Evan Pugh was born on February 29, 1828 in Oxford, Pennsylvania. When his father died, Evan the oldest son at twelve, helped his mother run "Jordan Bank," the family farm. After receiving a formal education and manual training at a school in upstate New York, Pugh returned home to teach elementary school and help on the farm.
In 1853 his mother left Jordan Bank to him and moved in with one of her other children. Pugh loved the farm and enjoyed conducting his own scientific experiments with fertilizers, but rather than stay and settle into the life of part-time farmer and schoolmaster, he sold the property and used the money to further his education. Since the best science schools in the world were in Europe, he packed up his valuables - a "box of minerals weighing 100 pounds, a chest of books and pressed flowers of 60 pounds, and [a] trunk of clothes" - and took a steamer out of New York City to study chemistry in Germany.
After completing his doctorate at the University of Gättingen in 1856, Pugh did post graduate work at Rothamstead Experiment Station in England where he conducted important research on how grasses absorb nitrogen, research that attracted the attention of scientists in America and Europe.
His meticulous study earned him recognition from the American Philosophical Society in Philadelphia and Chemical Society of London - both organizations made him a fellow. In 1859, at the age of thirty-one, he declined an invitation to stay at Rothamstead, instead accepting the presidency of the new Farmers' High School back home in Pennsylvania, located in Centre County near Boalsburg.

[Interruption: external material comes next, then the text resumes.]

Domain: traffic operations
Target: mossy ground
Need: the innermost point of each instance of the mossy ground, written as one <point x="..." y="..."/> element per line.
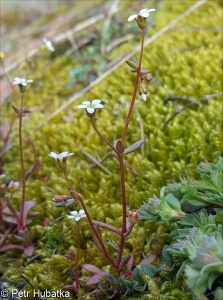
<point x="185" y="61"/>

As president of the school and professor of Chemistry, Scientific Agriculture, and Mineralogy, Dr. Evan Pugh was a dynamic force. He worked with the trustees and state legislature to change the name of the school to the Agricultural College of Pennsylvania to make it eligible for federal funds under the 1862 Morrill Land Grant Act which provided government money from sales of lands in the west for the establishment and maintenance of one college or university in each state to teach "agricultural and mechanical arts." He urged the Pennsylvania Assembly to designate the college as the state's only land-grant institution and thus make it the recipient of federal money.
He also changed the curriculum of the institution. In addition to the practical, "hands-on" training in which students learned how to plow with horses, use various types of farm machinery, care for livestock, raise plants, and transplant seedlings, Pugh added chemistry, geology, higher mathematics, and mineralogy. He also added laboratory experimentation and research to test scientific theories about plant growth and other agricultural concerns. He funded the school's chemistry lab with his own generous donation of $500 for equipment and contributed $1,000 to the construction of the president's house.
Pugh regularly met with the board of trustees and performed countless other duties -as the student advisor and disciplinarian, head of the faculty, and acting secretary of the school. In the latter role he calmed creditors, answered inquiries, and ordered books, construction materials, and equipment. He also introduced a course of graduate study at the school, which led to the granting of a Master's Degree in Scientific Agriculture in January 1863.
In his spare time, Dr. Pugh continued his own scientific research, performing chemical analyses of fertilizers that proved fraud on the part of manufacturers. These and other studies he used to convince the state legislature to create an organization to enforce truth in labeling commercially produced fertilizers.
Evan Pugh was only thirty-six when he died suddenly on April 29, 1864. Today Penn State honors him by bestowing the title "Evan Pugh Professors" on its most distinguished faculty.